To Azalea’s surprise he looked up with eagerness in the eyes that a moment before had been so lackluster.

“Oh, I wonder if it could be arranged,” he said. “I should like that. I can’t tell why, but I should like it more than anything. Miss Azalea, will you see if it can be done? I’m terribly tired. I—I should like beyond words to go there.”

A sharp little grip of jealousy that he should prefer Rowantree Hall to the Oriole’s Nest had Azalea by the throat and kept her from answering. But she was ashamed of that pang even while she suffered from it, and nodding reassuringly, she went into the kitchen to attend to the neglected duties there.

CHAPTER XII
THE BLAB BOY

Meantime, Mr. Rowantree (who loved teaching) was having his experiences. He had been in the habit of instructing his own children, who, from early infancy had been taught to listen and to learn. Indeed, there was nothing they would rather do. They knew almost all of the great stories for children that have been written by the different peoples of the world, and they were so used to having their father speak partly in English, partly in Latin and partly in French, that they did not mind that at all. Very likely he may have ventured to throw in a little German or Italian now and then—he certainly could have done so if he wished. Then, too, he had taught them their notes in the music book; and he had made figures seem like a game to them. Really, he had done little else since they were born but train them and teach them, and their minds answered to his as the strings of a harp respond to a piano.

Imagine then, his feelings, when he was left alone to deal with the twenty-one pupils—including Mrs. McIntosh—of the Ravenel school. He tried his best to realize how little they knew, but he really could not do it. He had begun with Skully Simms because Azalea had particularly begged him to look after the boy, owing to the peculiar circumstances under which he had come to school, and he set him a little reading lesson to con. Then he turned to Mrs. McIntosh, whose eagerness to learn, grown woman as she was, seemed to him very touching. But he was interrupted by Skully, who in a high-pitched voice and a wild singsong something like that used by the traveling preachers at a camp meeting, was going on:

“T-h-e, the, c-a-t, cat, s-a-w, saw, a r-a-t, rat—”

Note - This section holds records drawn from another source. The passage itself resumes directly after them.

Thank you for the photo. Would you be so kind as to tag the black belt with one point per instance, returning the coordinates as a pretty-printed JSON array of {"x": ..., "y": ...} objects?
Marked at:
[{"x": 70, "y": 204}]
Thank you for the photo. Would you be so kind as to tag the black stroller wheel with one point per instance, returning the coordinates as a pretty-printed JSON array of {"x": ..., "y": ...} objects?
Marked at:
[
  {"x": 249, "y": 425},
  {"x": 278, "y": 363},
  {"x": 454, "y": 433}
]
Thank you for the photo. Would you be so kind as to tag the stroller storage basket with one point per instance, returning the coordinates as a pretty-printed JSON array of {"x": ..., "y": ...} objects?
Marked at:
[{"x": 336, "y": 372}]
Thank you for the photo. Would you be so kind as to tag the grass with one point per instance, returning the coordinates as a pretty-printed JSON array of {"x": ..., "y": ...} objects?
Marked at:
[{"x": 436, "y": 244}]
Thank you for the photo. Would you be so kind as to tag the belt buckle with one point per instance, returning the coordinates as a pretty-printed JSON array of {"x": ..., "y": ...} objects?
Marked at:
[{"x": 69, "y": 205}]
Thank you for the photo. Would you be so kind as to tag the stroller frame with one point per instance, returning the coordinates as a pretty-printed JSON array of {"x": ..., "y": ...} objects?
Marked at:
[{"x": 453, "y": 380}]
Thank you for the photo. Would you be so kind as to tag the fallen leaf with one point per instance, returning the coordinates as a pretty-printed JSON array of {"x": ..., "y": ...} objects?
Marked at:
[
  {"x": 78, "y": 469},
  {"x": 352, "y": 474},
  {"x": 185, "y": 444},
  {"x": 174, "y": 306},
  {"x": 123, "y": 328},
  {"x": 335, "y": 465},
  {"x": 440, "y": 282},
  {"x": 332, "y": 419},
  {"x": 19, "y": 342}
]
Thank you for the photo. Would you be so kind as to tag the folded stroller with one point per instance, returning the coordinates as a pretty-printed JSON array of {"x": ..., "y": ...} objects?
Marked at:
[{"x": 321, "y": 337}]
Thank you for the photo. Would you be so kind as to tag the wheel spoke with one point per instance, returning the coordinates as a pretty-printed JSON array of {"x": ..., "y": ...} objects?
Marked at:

“What do you mean by that noise, sir?” thundered Mr. Rowantree. “Can’t you study to yourself?”

Skully looked terribly embarrassed and buried his scarlet face down behind his book. Mr. Rowantree regarded him something as a king looks at a cat—a stray, wayside cat—and resumed his instruction, only to hear a moment later the wild, high notes of Skully breaking out again.

He turned on the little boy in his most majestic manner.